BCB 590
Lab 3
Database Searching
with BLAST
Instructions:
Objectives
1. Use BLAST programs to retrieve similar sequences from a database
2. Understand the significance of the BLAST results
3. Use PSI-BLAST to detect distantly related sequences
Introduction
This lab has been designed to give you practice using BLAST and interpreting the results of a BLAST search. You will be able to find similar sequences in a database and assess if the sequence "hits" found in a database are relevant. If you are a biologist, it is likely that you have already used many of the programs introduced in this lab without knowing exactly what they are doing. The lab is designed to give you some practice with using the programs and interpreting the results.
Exercises
Our first task is to read through the BLAST program selection guide. Even if you have used BLAST before, you will probably learn something new by reading the selection guide. It contains a lot of good information about all of the options that are available. After learning a bit about which BLAST program to use and database to search against, we need to know how to analyze your search results. Read the Statistics of Sequence Similarity Scores page to get an idea of what all the numbers and options mean.

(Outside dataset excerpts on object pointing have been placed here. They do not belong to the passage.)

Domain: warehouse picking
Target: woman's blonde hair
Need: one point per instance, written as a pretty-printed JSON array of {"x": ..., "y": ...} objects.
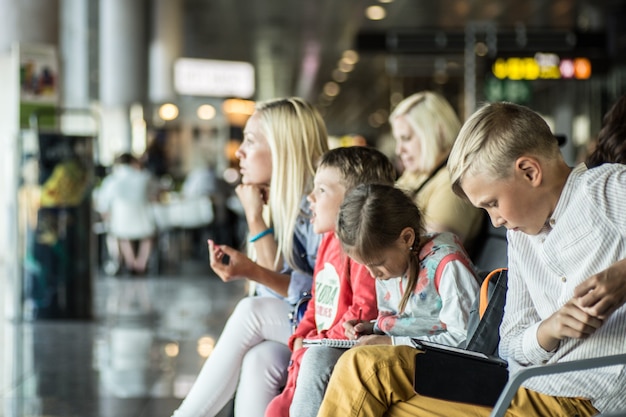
[
  {"x": 297, "y": 138},
  {"x": 371, "y": 219},
  {"x": 494, "y": 137},
  {"x": 434, "y": 122}
]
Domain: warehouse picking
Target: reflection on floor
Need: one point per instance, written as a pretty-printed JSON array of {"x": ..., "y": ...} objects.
[{"x": 138, "y": 358}]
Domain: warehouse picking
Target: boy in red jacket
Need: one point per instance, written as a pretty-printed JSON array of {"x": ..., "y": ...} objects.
[{"x": 342, "y": 289}]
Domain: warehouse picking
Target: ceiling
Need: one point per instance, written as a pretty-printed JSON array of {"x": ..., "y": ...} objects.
[{"x": 296, "y": 44}]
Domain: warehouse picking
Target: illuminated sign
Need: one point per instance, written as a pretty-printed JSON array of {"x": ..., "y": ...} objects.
[
  {"x": 213, "y": 78},
  {"x": 541, "y": 67}
]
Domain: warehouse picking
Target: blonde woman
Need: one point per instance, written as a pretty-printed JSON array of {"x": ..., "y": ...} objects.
[
  {"x": 283, "y": 140},
  {"x": 425, "y": 127}
]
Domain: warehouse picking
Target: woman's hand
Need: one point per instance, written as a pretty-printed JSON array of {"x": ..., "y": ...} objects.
[
  {"x": 356, "y": 328},
  {"x": 228, "y": 263}
]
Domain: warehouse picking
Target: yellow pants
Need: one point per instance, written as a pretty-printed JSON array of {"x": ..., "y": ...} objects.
[{"x": 378, "y": 381}]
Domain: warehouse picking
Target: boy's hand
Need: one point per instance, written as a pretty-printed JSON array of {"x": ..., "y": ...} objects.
[
  {"x": 570, "y": 321},
  {"x": 297, "y": 343},
  {"x": 228, "y": 263},
  {"x": 603, "y": 293},
  {"x": 374, "y": 339},
  {"x": 357, "y": 328}
]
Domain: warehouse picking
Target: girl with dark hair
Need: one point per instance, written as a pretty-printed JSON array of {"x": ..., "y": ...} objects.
[{"x": 425, "y": 283}]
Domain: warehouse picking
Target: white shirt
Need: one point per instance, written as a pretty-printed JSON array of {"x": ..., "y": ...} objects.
[{"x": 587, "y": 234}]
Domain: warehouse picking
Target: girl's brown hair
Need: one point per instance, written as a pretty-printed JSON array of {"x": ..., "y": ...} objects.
[{"x": 371, "y": 219}]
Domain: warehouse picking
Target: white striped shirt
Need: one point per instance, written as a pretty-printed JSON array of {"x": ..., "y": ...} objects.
[{"x": 586, "y": 234}]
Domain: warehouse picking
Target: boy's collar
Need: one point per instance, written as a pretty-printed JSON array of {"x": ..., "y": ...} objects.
[{"x": 566, "y": 192}]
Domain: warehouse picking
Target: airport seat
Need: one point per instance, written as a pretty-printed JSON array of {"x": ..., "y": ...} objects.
[{"x": 515, "y": 382}]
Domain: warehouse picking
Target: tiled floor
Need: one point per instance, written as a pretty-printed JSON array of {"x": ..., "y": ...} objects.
[{"x": 138, "y": 358}]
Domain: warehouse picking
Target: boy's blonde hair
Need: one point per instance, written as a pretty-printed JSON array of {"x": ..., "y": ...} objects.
[
  {"x": 360, "y": 165},
  {"x": 494, "y": 137},
  {"x": 297, "y": 138},
  {"x": 434, "y": 122}
]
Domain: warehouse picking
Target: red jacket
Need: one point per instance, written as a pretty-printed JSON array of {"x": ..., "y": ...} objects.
[{"x": 341, "y": 287}]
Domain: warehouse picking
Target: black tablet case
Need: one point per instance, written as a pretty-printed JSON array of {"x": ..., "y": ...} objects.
[{"x": 459, "y": 375}]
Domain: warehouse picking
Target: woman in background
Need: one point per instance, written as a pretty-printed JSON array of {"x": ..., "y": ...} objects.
[
  {"x": 283, "y": 139},
  {"x": 125, "y": 199},
  {"x": 425, "y": 126}
]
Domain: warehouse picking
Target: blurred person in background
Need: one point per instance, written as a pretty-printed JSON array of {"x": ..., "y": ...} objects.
[
  {"x": 425, "y": 127},
  {"x": 125, "y": 201},
  {"x": 283, "y": 140},
  {"x": 610, "y": 145}
]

1. What does an E-value of 2 mean?
Note: This portion of the exercise and questions related to it come from an exercise by Susan Cates - Cates, S. (2007, September 4). Introduction to Sequence Alignment. Retrieved from the Connexions Web site: http://cnx.org/content/m11026/2.12/
We will begin our BLAST searches with the following nucleotide sequence:
TCAAGCAGATCACTGTCCTTCTGCCATGGCCCTGT
GGATGCGCCTCCTGCCCCTGCTGGCGCTGCTGGCC
CTCTGGGGACCTGACCCAGCCGCAGCCTTTGTGAA
CCAACACCTGTGCGGCTCACACCTGGTGGAAGCTC
TCTACCTAGTGTGCGGGGAACGAGGCTTCTTCTAC
ACACCCAAGACCCGCCGGGAGGCAGAGGACCTGCA
GGTGGGGCAGGTGGAGCTGGGCGGGGGCCCTGGTG
CAGGCAGCCTGCAGCCCTTGGCCCTGGAGGGGTCC
CTGCAGAAGCGTGGCATTGTGGAACAATGCTGTAC
CAGCATCTGCTCCCTCTACCAGCTGGAGAACTACT
GCAACTAGACGCAGCCCGCATGCAGNCCCCCACCC
GCCGNCTTCTGCACCGAGAGAGATGGAATTAAACC
CTTGAACCCAGCANANAAAAAAAAGAAATAAAA
Go to the NCBI BLAST page and select nucleotide blast. Enter the sequence in the text box at the top of the page. We then must change the database to search against to the “Nucleotide collection (nr/nt)” database. Choose the option for “Highly similar sequences (megablast).” Our search is now set up, but just for fun, click on the “Algorithm parameters” link at the bottom of the page. A new set of options is now available to us where we can specify more search parameters. We will leave them as is for our first search. Remember, the best way to start is with the most simple search because we are likely to find what we are looking for anyway. Click on BLAST to begin your search.
2. How long is the top
alignment? What is the E-value? What is the percent identity?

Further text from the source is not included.